Thursday, January 20, 2011

Khalid Sheik Mohammed killed U.S. journalist Daniel Pearl, report finds

By Peter Finn
Washington Post Staff Writer
Thursday, January 20, 2011; 2:06 AM

A recently completed investigation of the killing of Daniel Pearl in Pakistan nine years ago makes public new evidence that a senior al-Qaeda operative executed the Wall Street Journal reporter.

Khalid Sheik Mohammed -- the self-described mastermind of the Sept. 11, 2001, attacks, who is being held at the U.S. detention center at Guantanamo Bay, Cuba -- said at a military hearing in 2007 that he killed Pearl. But there have been lingering doubts about his involvement, and the United States has not charged him with the crime.

According to the new report, which was prepared by faculty members and students at Georgetown University, U.S. officials have concluded that vascular technology, or vein matching, shows that the hand of the unseen man who killed Pearl on video is that of Mohammed. The report also says Mohammed told the FBI that a senior al-Qaeda operative advised him to take control of Pearl from his original kidnappers.

The 31,000-word report, published in conjunction with the Center for Public Integrity at www.publicintegrity.org, is among the most complete and graphic accounts of Pearl's death. The 3 1/2-year investigation, called the Pearl Project, was led by Asra Q. Nomani, a former colleague of Pearl's at the Journal, and Barbara Feinman Todd, director of the journalism program at Georgetown.

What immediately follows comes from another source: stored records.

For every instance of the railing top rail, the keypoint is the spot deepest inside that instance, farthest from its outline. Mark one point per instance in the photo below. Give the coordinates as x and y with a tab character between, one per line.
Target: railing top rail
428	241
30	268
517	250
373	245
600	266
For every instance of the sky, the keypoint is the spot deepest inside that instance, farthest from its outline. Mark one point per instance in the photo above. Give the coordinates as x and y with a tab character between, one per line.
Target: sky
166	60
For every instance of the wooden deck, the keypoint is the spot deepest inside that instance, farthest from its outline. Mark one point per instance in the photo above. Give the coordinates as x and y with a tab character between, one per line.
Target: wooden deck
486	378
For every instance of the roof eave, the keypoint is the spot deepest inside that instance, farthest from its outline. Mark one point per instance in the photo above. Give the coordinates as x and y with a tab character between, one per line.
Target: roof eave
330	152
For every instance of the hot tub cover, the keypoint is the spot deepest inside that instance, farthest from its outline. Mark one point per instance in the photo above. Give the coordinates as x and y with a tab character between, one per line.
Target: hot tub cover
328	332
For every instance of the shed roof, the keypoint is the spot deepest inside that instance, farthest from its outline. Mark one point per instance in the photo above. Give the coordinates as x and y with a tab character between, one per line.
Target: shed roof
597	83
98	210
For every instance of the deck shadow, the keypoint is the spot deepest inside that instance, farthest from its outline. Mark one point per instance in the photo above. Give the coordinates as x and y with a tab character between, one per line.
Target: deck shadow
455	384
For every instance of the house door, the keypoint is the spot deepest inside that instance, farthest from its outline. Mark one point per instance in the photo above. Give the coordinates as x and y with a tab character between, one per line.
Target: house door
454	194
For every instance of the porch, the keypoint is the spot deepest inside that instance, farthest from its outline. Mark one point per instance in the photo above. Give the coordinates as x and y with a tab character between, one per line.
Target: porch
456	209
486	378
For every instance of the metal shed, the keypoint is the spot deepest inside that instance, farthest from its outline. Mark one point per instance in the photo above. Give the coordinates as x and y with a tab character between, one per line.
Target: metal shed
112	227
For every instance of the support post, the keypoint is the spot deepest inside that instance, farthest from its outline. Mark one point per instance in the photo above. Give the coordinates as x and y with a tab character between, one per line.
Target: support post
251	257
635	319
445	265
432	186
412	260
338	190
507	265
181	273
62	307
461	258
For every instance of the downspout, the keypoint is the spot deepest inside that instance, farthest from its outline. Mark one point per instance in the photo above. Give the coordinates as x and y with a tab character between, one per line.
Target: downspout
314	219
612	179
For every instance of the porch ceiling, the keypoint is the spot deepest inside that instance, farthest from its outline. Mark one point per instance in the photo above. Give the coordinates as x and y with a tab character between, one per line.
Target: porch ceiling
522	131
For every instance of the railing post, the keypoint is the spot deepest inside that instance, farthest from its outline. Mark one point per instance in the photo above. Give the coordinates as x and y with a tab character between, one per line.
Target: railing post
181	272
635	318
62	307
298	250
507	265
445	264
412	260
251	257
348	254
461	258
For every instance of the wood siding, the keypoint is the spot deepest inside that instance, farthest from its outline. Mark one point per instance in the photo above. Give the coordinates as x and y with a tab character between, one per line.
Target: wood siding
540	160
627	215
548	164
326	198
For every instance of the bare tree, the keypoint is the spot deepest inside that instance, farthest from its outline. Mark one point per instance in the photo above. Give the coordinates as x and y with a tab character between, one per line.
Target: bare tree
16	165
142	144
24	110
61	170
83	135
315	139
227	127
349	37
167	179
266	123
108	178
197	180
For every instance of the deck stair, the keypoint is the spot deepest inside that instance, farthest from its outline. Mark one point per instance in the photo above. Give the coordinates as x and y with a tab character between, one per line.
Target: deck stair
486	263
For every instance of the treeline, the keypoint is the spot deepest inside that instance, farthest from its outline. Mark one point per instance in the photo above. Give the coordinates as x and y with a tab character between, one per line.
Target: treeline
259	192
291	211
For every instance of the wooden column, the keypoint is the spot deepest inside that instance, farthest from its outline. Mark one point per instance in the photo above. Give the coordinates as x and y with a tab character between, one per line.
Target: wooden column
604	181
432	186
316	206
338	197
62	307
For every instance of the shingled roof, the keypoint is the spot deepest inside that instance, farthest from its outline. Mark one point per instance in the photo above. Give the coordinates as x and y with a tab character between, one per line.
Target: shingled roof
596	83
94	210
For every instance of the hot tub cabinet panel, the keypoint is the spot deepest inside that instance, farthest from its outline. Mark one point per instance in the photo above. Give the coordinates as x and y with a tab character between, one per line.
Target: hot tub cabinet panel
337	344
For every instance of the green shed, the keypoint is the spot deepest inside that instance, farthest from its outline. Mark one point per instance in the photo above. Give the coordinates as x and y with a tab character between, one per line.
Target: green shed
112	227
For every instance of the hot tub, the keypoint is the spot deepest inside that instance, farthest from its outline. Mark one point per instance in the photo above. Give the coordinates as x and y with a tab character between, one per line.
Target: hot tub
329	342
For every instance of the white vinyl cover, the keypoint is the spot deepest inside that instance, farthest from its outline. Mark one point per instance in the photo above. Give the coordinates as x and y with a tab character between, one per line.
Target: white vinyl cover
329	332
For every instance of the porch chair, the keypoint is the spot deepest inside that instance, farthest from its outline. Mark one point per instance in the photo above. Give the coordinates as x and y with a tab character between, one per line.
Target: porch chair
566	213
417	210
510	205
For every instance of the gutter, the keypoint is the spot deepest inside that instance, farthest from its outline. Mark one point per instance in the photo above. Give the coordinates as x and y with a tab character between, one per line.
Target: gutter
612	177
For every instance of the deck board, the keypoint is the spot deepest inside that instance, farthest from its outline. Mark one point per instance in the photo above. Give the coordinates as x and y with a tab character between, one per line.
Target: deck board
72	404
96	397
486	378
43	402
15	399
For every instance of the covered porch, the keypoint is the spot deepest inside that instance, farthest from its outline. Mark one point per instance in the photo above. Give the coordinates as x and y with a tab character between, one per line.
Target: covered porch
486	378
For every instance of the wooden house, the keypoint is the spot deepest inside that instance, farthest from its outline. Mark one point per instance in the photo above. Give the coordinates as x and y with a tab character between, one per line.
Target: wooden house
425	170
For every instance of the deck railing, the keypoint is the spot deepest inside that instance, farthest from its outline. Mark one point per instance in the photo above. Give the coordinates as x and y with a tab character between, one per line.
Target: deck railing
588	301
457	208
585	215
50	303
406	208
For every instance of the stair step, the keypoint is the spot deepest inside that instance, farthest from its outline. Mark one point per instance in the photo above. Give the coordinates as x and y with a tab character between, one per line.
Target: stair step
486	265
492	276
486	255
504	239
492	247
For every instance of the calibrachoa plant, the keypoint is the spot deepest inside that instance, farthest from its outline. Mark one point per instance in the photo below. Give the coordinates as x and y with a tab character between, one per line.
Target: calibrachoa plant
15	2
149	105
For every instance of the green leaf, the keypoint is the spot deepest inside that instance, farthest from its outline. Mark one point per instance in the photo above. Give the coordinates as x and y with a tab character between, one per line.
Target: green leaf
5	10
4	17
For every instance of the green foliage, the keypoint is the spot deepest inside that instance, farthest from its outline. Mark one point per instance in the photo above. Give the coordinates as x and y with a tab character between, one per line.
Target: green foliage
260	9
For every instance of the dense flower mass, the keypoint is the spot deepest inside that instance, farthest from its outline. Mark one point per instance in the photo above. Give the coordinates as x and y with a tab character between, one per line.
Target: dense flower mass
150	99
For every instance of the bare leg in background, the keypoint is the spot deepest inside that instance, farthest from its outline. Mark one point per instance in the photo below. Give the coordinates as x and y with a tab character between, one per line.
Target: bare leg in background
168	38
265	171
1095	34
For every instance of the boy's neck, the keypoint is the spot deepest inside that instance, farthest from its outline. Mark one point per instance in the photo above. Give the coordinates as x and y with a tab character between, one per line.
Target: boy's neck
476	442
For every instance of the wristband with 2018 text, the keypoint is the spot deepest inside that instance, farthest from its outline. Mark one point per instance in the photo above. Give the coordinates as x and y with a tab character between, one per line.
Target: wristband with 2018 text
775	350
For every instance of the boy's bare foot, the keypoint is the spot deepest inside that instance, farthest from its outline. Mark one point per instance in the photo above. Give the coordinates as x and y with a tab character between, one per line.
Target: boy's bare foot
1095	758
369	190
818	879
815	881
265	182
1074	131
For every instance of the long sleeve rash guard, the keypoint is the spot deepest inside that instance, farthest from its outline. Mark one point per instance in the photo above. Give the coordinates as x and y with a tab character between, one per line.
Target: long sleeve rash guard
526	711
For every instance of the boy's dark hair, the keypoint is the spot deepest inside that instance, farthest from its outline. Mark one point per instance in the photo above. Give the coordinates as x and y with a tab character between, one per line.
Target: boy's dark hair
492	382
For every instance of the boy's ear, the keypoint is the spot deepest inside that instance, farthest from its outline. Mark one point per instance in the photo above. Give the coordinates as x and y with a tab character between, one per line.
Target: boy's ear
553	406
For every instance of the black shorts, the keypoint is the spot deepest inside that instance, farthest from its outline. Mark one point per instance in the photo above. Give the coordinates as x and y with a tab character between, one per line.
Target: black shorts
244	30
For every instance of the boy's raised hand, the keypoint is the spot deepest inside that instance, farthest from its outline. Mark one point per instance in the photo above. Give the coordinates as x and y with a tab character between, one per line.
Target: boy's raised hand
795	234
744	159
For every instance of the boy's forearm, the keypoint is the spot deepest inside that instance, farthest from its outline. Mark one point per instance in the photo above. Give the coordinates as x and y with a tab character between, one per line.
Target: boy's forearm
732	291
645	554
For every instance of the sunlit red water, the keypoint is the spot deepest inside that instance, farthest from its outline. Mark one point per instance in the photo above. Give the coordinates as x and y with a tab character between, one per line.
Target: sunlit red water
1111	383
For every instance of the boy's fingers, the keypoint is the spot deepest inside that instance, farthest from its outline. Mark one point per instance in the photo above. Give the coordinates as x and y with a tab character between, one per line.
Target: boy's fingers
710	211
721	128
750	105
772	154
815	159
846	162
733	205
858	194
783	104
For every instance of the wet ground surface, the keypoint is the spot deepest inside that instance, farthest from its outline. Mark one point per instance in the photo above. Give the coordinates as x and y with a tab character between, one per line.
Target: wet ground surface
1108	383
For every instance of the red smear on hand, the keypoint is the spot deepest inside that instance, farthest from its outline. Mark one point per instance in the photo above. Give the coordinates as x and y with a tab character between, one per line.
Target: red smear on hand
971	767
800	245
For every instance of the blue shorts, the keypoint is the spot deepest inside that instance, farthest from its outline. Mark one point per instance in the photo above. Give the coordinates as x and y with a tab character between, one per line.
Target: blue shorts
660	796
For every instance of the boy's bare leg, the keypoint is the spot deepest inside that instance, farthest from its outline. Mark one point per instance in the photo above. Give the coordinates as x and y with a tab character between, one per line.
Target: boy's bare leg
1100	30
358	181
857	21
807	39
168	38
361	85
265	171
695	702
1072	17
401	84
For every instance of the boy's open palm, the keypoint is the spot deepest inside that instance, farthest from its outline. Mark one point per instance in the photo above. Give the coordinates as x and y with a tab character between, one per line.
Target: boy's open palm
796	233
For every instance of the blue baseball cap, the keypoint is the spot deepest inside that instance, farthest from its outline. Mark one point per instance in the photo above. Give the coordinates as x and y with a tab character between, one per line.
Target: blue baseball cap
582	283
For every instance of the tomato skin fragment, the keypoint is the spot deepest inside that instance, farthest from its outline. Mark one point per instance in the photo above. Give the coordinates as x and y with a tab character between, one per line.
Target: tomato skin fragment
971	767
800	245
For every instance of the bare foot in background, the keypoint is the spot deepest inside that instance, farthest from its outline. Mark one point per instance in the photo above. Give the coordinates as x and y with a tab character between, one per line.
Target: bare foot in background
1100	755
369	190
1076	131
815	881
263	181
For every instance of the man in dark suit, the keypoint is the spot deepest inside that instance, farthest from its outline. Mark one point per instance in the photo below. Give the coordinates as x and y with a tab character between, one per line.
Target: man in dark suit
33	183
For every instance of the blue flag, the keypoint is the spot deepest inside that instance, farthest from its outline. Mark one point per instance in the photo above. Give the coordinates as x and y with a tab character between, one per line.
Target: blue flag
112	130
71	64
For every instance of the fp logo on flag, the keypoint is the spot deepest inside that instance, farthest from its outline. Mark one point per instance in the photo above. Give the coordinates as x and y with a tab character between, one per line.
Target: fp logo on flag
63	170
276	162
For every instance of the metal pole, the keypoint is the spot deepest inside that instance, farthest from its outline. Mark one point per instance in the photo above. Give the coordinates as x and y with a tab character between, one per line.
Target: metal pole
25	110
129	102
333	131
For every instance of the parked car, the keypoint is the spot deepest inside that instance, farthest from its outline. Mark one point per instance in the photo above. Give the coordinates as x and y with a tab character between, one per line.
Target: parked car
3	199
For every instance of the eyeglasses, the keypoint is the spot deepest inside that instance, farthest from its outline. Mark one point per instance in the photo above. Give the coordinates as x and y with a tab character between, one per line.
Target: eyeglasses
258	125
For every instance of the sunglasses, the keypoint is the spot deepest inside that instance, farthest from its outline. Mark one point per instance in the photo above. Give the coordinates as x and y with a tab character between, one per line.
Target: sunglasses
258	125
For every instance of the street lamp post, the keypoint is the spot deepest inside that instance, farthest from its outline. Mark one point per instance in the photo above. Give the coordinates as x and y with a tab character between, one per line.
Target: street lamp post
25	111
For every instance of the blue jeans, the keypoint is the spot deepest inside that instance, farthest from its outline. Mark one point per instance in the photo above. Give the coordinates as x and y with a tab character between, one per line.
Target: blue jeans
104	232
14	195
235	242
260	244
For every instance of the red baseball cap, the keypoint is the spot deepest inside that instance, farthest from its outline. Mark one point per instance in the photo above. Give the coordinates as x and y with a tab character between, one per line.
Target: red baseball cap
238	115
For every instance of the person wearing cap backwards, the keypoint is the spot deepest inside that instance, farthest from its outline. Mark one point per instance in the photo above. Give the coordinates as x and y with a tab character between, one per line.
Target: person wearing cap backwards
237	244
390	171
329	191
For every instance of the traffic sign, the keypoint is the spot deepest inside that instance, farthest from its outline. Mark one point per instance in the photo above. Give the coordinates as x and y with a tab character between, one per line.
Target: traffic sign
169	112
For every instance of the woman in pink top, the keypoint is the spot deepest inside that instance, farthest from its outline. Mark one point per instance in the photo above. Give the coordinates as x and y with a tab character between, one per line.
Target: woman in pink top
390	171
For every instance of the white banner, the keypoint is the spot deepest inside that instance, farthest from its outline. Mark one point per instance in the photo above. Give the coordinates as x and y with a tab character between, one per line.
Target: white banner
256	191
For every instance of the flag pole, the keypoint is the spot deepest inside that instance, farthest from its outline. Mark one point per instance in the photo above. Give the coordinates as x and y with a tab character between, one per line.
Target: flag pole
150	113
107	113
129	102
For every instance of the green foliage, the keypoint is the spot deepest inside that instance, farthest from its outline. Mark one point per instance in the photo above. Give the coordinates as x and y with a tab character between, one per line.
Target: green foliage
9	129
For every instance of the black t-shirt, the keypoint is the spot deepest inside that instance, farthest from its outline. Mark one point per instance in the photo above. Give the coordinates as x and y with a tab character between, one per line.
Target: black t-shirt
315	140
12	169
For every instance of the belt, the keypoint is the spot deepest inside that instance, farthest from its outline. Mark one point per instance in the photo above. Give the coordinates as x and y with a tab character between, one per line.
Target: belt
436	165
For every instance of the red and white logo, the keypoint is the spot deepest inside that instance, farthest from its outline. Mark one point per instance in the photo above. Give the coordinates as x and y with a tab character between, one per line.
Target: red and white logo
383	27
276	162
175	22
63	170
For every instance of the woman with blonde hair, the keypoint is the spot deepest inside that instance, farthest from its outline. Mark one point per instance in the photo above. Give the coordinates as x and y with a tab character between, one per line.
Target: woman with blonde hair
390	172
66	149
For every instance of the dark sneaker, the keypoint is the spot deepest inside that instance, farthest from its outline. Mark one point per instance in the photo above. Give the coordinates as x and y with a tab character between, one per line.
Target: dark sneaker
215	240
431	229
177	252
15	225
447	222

Pearl, 38, was kidnapped on Jan. 23, 2002, while investigating alleged connections between a radical Pakistani cleric and Richard Reid, who had attempted to detonate a bomb hidden in his shoe on a transatlantic flight in December 2001.

Pearl was duped into thinking that he was heading to an interview with the cleric when he was seized by a group of militants organized by Omar Sheik, a British-educated Pakistani, who is in prison for Pearl's kidnapping and murder, as are three accomplices. At the time he was orchestrating Pearl's abduction, the United States was pressing Pakistan for Sheik's extradition.

The report concludes that while Sheik set the kidnapping in motion, the group was uncertain about its ultimate goals and, at one point, appeared to consider releasing Pearl. According to the report, Mohammed told FBI interrogators at Guantanamo Bay that he received a call from Saif al-Adel, an Egyptian and a senior figure in al-Qaeda.

Adel "says, 'Listen, he's been kidnapped. These people don't know what to do with him. They want to know if we want him,' " Mohammed told the FBI, according to the report, which is based on hundreds of interviews as well as court records, FBI reports, and Pearl's e-mails and personal notes. Adel "thought this was an opportunity. We can take advantage of it. He said he wanted to make sure it's an Al Qaeda thing."

The report said it is still unclear how Adel, who remains at large, was able to direct Mohammed to the kidnappers.

The report said Mohammed and two others arrived at the compound on the outskirts of Karachi, where Pearl was being held. According to the report, some U.S. and Pakistani officials think the accomplices were Mohammed's nephews, including Ali Abdul Aziz Ali, who is also being held at Guantanamo Bay.

Mohammed slashed Pearl's throat, killing him, but one of his accomplices failed to operate the video camera, which they had brought to capture the murder for propaganda purposes. Mohammed restaged the killing, this time decapitating Pearl, according to the report. He then dismembered Pearl's body, and it was buried on the compound. Guards washed the bloody floor and then prayed, foreheads to the ground, on the same surface where their prisoner had just been killed, the report said.

The report said that 27 men, including guards and drivers, played a part in the kidnapping and murder, and that 14 remain free in Pakistan. Mohammed has not been charged with Pearl's murder, in part because he first confessed while in CIA custody, where he was waterboarded 183 times. Prosecutors fear that his treatment at the hands of the agency could compromise any case, the report said.

Mohammed told the FBI that he wanted to exploit the murder for propaganda. But the report also quoted a former chief military prosecutor at Guantanamo Bay as saying that "one of the high value detainees told interrogators that Osama bin Laden was angry that [Mohammed] had slaughtered Pearl so publicly and brutally, arguing that the murder brought unnecessary attention on the network."